Rencana Tata Ruang Wilayah (RTRW) Kabupaten Berau tahun 2014 sampai 2034 menempatkan mangrove sebagai ekosistem strategis di kawasan pesisir.
Dalam pengelolaan wilayah pesisir Kabupaten Berau yang termaktub dalam RTRW, strategi diarahkan melalui keterpaduan ekosistem dan sumberdaya secara berkelanjutan yang meliputi: menetapkan batas kawasan konservasi laut kabupaten; melindungi pelestarian ekologi pesisir dan pulau kecil serta kawasan perlindungan bencana pesisir; mengembangkan budidaya perikanan; mengoptimalkan fungsi hutan mangrove; mengembangkan perikanan tangkap; dan mengendalikan pencemaran di kawasan pesisir dan laut.
Selain itu, ekosistem mangrove dalam RTRW juga masuk dalam rencana pengembangan kawasan lindung seluas kurang lebih 415.291 (empat ratus lima belas ribu dua ratus sembilan puluh satu) hektar atau sekitar 18 % (delapan belas persen) dari Kabupaten Berau. Arahan tata ruang dan wilayah untuk mangrove dalam konteks pengembangan kawasan lindung adalah merehabilitasi kawasan lindung berupa penanaman mangrove di kawasan pesisir; dan mengembangkan ekowisata.
Di pasal berikutnya, kawasan ekosistem mangrove Berau juga masuk dalam kategori pengelolaan kawasan suaka alam, pelestarian alam dan cagar budaya.
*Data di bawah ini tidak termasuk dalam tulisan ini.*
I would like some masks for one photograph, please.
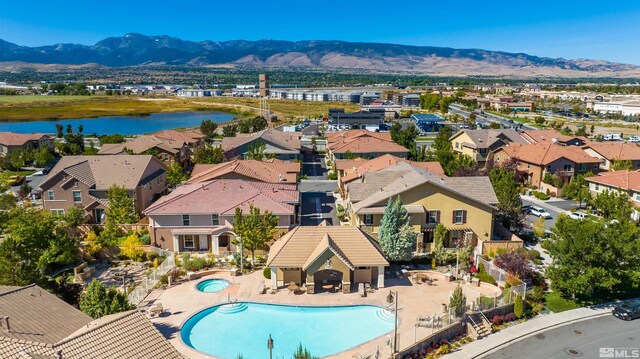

Kawasan ekosistem mangrove yang dimaksud tersebar di enam Kecamatan, antara lain: Pulau Derawan, Maratua, Batu Putih, Biduk-biduk, Tabalar, dan Talisayan.
Mangrove juga termasuk kategori kawasan perlindungan setempat dalam RTRW. Wujud kegiatan dalam kawasan perlindungan setempat yang dimaksud, diantaranya; penetapan batas kawasan, penyusunan, sosialisasi dan penegakkan perda tentang sempadan, pengembangan kelembagaan dan pemberdayaan masyarakat sekitar kawasan, pemantauan dan pengendalian kegiatan di kawasan, pembangunan prasarana pengaman pantai, rehabilitasi bangunan penahan gelombang pasang atau abrasi, kegiatan konservasi kawasan, dan peningkatan kegiatan penanaman mangrove.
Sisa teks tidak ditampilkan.